Negotiations among the three FCC members on the Lifeline order scheduled for a Jan. 31 vote are expected to get under way in earnest later this week. Questions remain about the mechanisms in the order for controlling the size of the Lifeline fund and are expected to be the subject of more discussion headed into the meeting. FCC Chairman Julius Genachowski put the Lifeline order on the Sunshine notice, released Tuesday afternoon, scheduling the order for a vote at next week’s meeting and cutting off further lobbying. Both Genachowski and FCC Commissioner Robert McDowell are in Geneva for the early part of this week, attending the opening of the World Radiocommunication Conference.
Meredith’s moves a few years ago to begin consolidating the back office functions of all its TV stations in a few regional hubs has begun to pay off in the form of more efficient station operations, executives said during the company’s fiscal Q2 earnings call Tuesday. Its EBITDA margins approached 40 percent, nearly matching a record high for the unit during a non-election year, CEO Stephen Lacy said.
It could cost millions of dollars for TV stations to start putting just part of their public-inspection files online, the NAB told the FCC. It estimated that putting existing political ad files online could cost $15 million, and said making electronic other parts of the files would cost even more in employee time and other expenses. But nonprofits told the FCC and the Office of Management and Budget that the costs will be limited. OMB will consider the paperwork burdens of the regulator’s proposal to require all TV stations to put the files online through a commission-hosted website.

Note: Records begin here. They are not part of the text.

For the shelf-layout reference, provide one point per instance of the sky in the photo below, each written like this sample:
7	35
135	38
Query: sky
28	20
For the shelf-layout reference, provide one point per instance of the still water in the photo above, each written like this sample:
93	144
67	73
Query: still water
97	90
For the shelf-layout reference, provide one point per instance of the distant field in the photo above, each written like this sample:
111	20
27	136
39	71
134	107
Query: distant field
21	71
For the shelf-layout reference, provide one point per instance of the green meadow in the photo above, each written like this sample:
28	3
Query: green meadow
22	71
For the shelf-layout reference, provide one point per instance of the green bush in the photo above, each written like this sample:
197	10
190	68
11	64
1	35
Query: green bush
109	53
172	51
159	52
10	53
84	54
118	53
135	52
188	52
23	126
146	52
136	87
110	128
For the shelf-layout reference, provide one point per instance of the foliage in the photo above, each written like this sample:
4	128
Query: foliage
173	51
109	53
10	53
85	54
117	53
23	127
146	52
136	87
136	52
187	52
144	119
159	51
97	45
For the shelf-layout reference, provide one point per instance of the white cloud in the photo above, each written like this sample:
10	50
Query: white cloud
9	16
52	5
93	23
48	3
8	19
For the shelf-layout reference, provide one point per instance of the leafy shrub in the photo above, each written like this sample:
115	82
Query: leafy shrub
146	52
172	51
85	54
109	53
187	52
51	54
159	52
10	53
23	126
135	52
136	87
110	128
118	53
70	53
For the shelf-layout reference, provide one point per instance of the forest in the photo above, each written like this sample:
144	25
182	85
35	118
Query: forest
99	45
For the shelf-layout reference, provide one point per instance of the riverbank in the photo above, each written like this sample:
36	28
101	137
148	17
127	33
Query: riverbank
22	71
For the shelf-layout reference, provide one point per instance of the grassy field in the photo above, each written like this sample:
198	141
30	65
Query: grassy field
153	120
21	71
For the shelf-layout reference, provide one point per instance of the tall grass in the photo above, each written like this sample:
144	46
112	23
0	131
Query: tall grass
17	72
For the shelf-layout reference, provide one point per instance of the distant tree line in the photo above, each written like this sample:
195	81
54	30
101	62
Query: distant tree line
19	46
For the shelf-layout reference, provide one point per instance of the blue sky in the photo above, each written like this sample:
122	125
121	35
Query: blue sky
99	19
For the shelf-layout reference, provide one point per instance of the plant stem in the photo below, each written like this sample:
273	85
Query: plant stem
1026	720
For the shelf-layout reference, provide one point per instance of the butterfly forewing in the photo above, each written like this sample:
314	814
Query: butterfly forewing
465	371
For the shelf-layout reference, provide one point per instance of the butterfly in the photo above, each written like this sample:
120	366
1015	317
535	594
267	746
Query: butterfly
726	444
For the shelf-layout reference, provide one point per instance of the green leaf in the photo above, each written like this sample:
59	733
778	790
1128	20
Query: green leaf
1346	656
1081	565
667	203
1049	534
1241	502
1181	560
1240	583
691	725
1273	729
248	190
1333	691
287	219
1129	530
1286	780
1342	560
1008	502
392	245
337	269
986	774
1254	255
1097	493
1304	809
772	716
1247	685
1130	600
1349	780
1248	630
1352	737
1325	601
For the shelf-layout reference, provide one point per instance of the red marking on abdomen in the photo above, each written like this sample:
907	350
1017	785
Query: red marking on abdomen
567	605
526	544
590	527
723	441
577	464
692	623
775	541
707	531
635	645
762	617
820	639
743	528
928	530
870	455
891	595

Verizon logged a loss of $2.02 billion in Q4 due to a one-time pension charge of $3.4 billion, the company said Tuesday. But, helped by the iPhone, the carrier added 1.5 million net retail customers, the most it has added in three years.
As the authors of the PROTECT IP Act (PIPA) and Stop Online Piracy Act (SOPA) work to revise their bills, Mozilla, Wikimedia, Yahoo and other technology companies say the bills are ultimately doomed, unnecessary and unlikely to pass. Technology groups have repeatedly told Congress that the bills deny website owners the right to due process of law, mimic Web censoring technologies used by China and Iran, and undermine the security of the Web. Both Senate Judiciary Committee Chairman Patrick Leahy, D-Vt., and House Judiciary Chairman Lamar Smith, R-Texas, said they're committed to working with stakeholders to address these concerns, but Hill staffers have been mum on exactly what changes are being considered.
GENEVA -- Nigeria was highly critical of the small digital dividend delivered at WRC-07 and the slow-moving approach European countries are taking to accommodating the needs of lesser developed countries. The comments came in a plenary session at WRC-12. European countries have excellent wired networks and received a sufficient digital dividend at WRC-07, a Nigerian official said, but Africa did not. Germany, Russia and Israel said the matter should be addressed at WRC-15.
The U.S. 5th Circuit Court of Appeals upheld the FCC’s 2009 wireless zoning shot clock order, in a decision handed down Monday. That was a win for wireless carriers who sought the shot clock, over broad opposition from many local government groups. The New Orleans court rejected arguments by Arlington, Texas, that the way the order was developed was “arbitrary and capricious” and a violation of the Administrative Procedure Act (APA). The court dismissed a second petition from San Antonio outright on the grounds that it was filed too late and thus the court lacks jurisdiction.
GENEVA -- Arab and African countries at WRC-12 backed allocations for mobile broadband below 790 MHz and a further identification for use by the standardized technology International Mobile Telecommunications-Advanced (IMT-Advanced). Europe won’t be able to make allocations, an official said. The United Arab Emirates appealed for cooperation in meeting “urgent requirements."
The U.S. Supreme Court ruled unanimously Monday that police must obtain a search warrant before using GPS technology to track criminal suspects. The ruling was the first by the court that tackled the constitutionality of GPS tracking. Privacy advocates were quick to hail the court’s decision in U.S. v Jones (http://xrl.us/bmpkkt) as a major win, though they acknowledged many difficult electronic privacy questions remain unsettled.
Google spent nearly as much as AT&T and Comcast on lobbying in Q4 2011, according to quarterly federal lobbying reports available last Friday. Facebook and Netflix also accelerated their Washington spending as debate over online copyright issues intensified in the fourth quarter. Spectrum legislation, the recently dissolved AT&T/T-Mobile transaction and controversy over possible LightSquared GPS interference also drove communications industry lobbying in the fourth quarter, the disclosure reports showed.